Dave Loveridge
- Birth name: David Steven Loveridge
- Date of birth: 22 April 1952 (age 73)
- Place of birth: Stratford, New Zealand
- Height: 1.75 m (5 ft 9 in)
- Weight: 73 kg (161 lb)
- School: Inglewood High School

Rugby union career
- Position(s): Halfback

Provincial / State sides
- Years: Team / Apps / (Points)
- 1973: Auckland / 2 / ()
- 1974–86: Taranaki / 136 / ()

International career
- Years: Team / Apps / (Points)
- 1978–85: New Zealand / 24 / (12)

= Dave Loveridge =

David Steven Loveridge (born 22 April 1952) is an All Black of the late 1970s and early 1980s, known in his time as the greatest halfback in the world.

==Life and career==
Loveridge was born in 1952, in Stratford, New Zealand, to Horace and Margaret Loveridge. He grew up during the golden age of Taranaki rugby, with the provincial side holding the Ranfurly Shield for two tenures in 1957–1959, and 1963–1965. He played age-grade representative rugby for Taranaki at the age of 12.

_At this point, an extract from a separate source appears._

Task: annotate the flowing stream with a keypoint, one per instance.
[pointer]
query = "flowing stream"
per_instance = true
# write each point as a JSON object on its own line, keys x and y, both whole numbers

The Loveridge family owned a pig farm in Tariki south of Inglewood, and Loveridge attended Inglewood High School for his secondary education. He worked for a bank after leaving school, and in 1972 the bank transferred him to Auckland. While there he was selected for the Auckland University club team, and soon caught the eye of the provincial selectors. He played two games for Auckland, but after a 34-3 loss to North Auckland, in which he was marking All Black veteran Sid Going, Loveridge was discarded from the team.

In 1974 Loveridge married his wife Janine, returned to Tariki to run the family farm, played for Inglewood seniors and secured the halfback position in the Taranaki team. The following year he was selected for the Junior All Blacks, and in 1977 was given his first All Black trial. In 1978 he was reserve All Black halfback for the three-match series against the Wallabies in New Zealand, but didn’t get on the field. He finally got the chance to don the black jersey in the tour to Great Britain at the end of the year, and on 21 October 1978 made his debut against Cardiff at Cardiff Arms Park. He played his first test match when first-choice halfback Mark Donaldson was stung with an ankle injury and ruled out of the match against Wales. While New Zealand almost lost that match, only winning because of Andy Haden's famed lineout dive, Loveridge played a competent game. Donaldson remained first choice for the home season of 1979, but Loveridge finally gained the edge and secured the test matches against England and Scotland at the end of the year.

Loveridge went on to play 54 matches for the All Blacks, 24 of which were tests. In 1980 Graham Mourie and Andy Dalton were unavailable for the tour of Australia, and Loveridge was selected as captain. Loveridge was most renowned for his performance in the second test against the touring British Lions on 18 June 1983, at Athletic Park in Wellington. According to Lindsay Knight, for the New Zealand Rugby Museum,

"In difficult conditions Loveridge was the perfect complement to an All Black pack which battling into a gale took charge of the ultra confident Lions in the second spell.

Loveridge displayed every aspect of the halfback's art, passing accurately, kicking effectively and running with judgement. In a match where he took every correct option he then scampered over for the match's only try in the All Blacks' 9–0 win.

Even the most exacting judges declared Loveridge had produced one of the greatest displays of all time and agreed with the assessment of All Black coach Bryce Rope that this had been "Trapper's Test.""

In 1984 Loveridge suffered a serious knee injury, which hampered his game for the rest of his career. He joined the New Zealand Cavaliers for the rebel tour of South Africa in 1986, which proved to be his final appearance in the black jersey. He retired from New Zealand first class rugby at the end of that year, at age 34, after 54 matches for the All Blacks and 136 games for Taranaki.

Loveridge remains on the family pig farm in Taranaki with his wife Janine to this day, and is father to three adult children. He is employed as a staff coach by the New Zealand Rugby Union, has coached the Taranaki under-23 development team, been on three tours with the New Zealand youth team, spent two years coaching the Wellington Hurricanes under-20 development side and been a selector for the New Zealand under-19s.

Gordon Bray often referred to him as "the pig farmer from Taranaki" during his commentary broadcasts.